Kirsty Barr

Personal information
- Nationality: British
- Born: Kirsty Barr 12 September 1988 (age 37) Craigavon, Northern Ireland
- Occupation: Aerospace engineer

Sport
- Sport: Clay pigeon shooting
- Event: Trap shooting
- Club: Thatch Clay Target Club

Medal record
Women's shooting
Representing Great Britain
World Championships
| Bronze medal – third place | 2018 Changwon | Mixed trap pairs |
European Championships
| Silver medal – second place | 2018 Leobersdorf | Trap |
Representing Northern Ireland
Commonwealth Games
| Silver medal – second place | 2018 Gold Coast | Trap |

= Kirsty Barr =

Northern Irish trap shooter

Kirsty Hegarty (née Barr; born 12 September 1988) is a British trap shooter from Northern Ireland.

==Early life==
Kirsty Barr was born in Craigavon, County Armagh in 1988, the daughter of shooters Clifford and Sandra Barr.

Kirsty attended Ballymena Academy, County Antrim and is an alumna of Queens University, Belfast, where she studied Aerospace Engineering.

==Career==
At the Commonwealth Shooting Championships (CSF) 2010, a test event for the Commonwealth Games, Kirsty secured her first international gold medal.

At the 2010 Commonwealth Games Barr finished 17th in trap, and 4th in the pairs trap. At the 2010 ISSF World Shooting Championships she finished 34th.

At the 2014 Commonwealth Games Barr finished 6th in the trap. At the 2014 ISSF World Shooting Championships she was 22nd.
At the 2015 World Shotgun Championships she was 11th and at the 2017 World Shotgun Championships she was 13th.

As part of the Great Britain Shooting team, British Shooting Kirsty Barr alongside teammates Abbey Burton and Charlotte Kerwood won team Gold at the 2015 World Shotgun Championships, Lonato.

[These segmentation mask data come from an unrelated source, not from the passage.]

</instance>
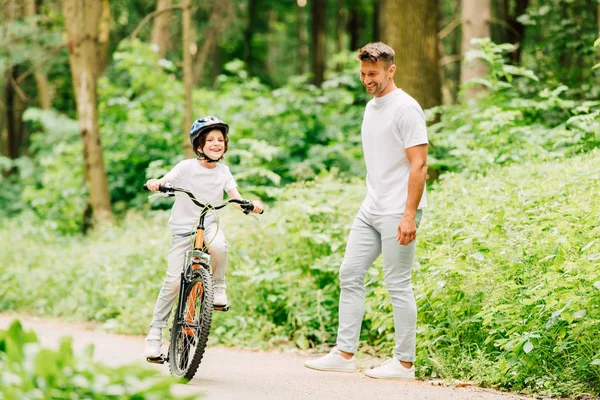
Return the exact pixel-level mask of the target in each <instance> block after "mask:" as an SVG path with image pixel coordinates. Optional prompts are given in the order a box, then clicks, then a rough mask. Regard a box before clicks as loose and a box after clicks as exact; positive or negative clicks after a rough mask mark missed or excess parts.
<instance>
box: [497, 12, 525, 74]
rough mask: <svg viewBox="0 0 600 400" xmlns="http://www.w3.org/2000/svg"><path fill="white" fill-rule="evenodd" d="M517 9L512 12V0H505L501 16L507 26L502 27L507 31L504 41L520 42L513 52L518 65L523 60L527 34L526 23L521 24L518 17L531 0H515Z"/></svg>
mask: <svg viewBox="0 0 600 400" xmlns="http://www.w3.org/2000/svg"><path fill="white" fill-rule="evenodd" d="M513 1H514V4H515V7H514V8H515V9H514V11H513V12H511V0H503V3H502V6H503V9H502V11H501V16H500V17H501V18H502V17H503V20H504V22H505V25H506V26H503V27H501V29H503V30H504V31H505V34H504V35H502V39H503V40H502V42H508V43H512V44H520V46H519V47H518V48H517V50H515V51H514V52H513V53H512V54H511V58H512V63H513V64H514V65H518V64H520V62H521V51H522V47H523V46H522V43H523V36H524V35H525V25H523V24H521V23H520V22H519V21H518V20H517V18H518V17H519V16H521V15H523V14H524V13H525V11H526V10H527V6H528V5H529V0H513Z"/></svg>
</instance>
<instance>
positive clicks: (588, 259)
mask: <svg viewBox="0 0 600 400" xmlns="http://www.w3.org/2000/svg"><path fill="white" fill-rule="evenodd" d="M598 260H600V253H596V254H591V255H589V256H588V261H598Z"/></svg>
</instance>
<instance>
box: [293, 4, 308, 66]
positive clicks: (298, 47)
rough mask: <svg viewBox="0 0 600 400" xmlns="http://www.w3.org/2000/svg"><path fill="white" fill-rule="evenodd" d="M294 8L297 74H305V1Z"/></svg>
mask: <svg viewBox="0 0 600 400" xmlns="http://www.w3.org/2000/svg"><path fill="white" fill-rule="evenodd" d="M297 5H298V7H296V21H297V32H298V73H299V74H300V75H304V74H305V73H306V61H307V60H308V53H309V49H308V32H307V28H306V20H307V18H306V0H298V1H297Z"/></svg>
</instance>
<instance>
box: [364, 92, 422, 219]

In 2016 Barr qualified for her first ISSF final in Baku, scoring 71ex75 in qualification. Barr finished 6th in the final.

Barr won a silver medal at the 2018 Commonwealth Games in the women's trap event.

Also in 2018, Barr continued her success to win Silver in the European Championships in the women's trap. And in the team event was part of the GB ladies team that finished 4th losing out to Finland who secured the bronze medal.

In the 2018 ISSF World Shooting Championships in South Korea, Kirsty along with shooting partner Aaron Heading, fought their way to a bronze medal in the Mixed Team Trap event losing Silver to Russia on back number and missing out on a quota place for the 2020 Olympics in Tokyo.

In 2019 Barr, along with Matthew Coward-Holley, won a Bronze in the Mixed Team Trap event in Acapulco, Mexico.

Barr's form continued into the Al Ain stage of the 2019 ISSF World Cup where she secured silver medal and an Olympic Quota Place for Team GB for the 2020 Olympics. On 13 January 2021 Team GB announced Hegarty would be competing in the delayed Tokyo 2020 Olympic Games. Hegarty was the first confirmed Northern Ireland Olympian for the 2020 games.

While not on the range Kirsty is an Aerospace Engineer for Bombardier Aerospace, Shorts based in Belfast.

==Personal life==
Kirsty Barr is an aerospace engineer.

In September 2016 Kirsty married Stephen Hegarty from Donegal Town.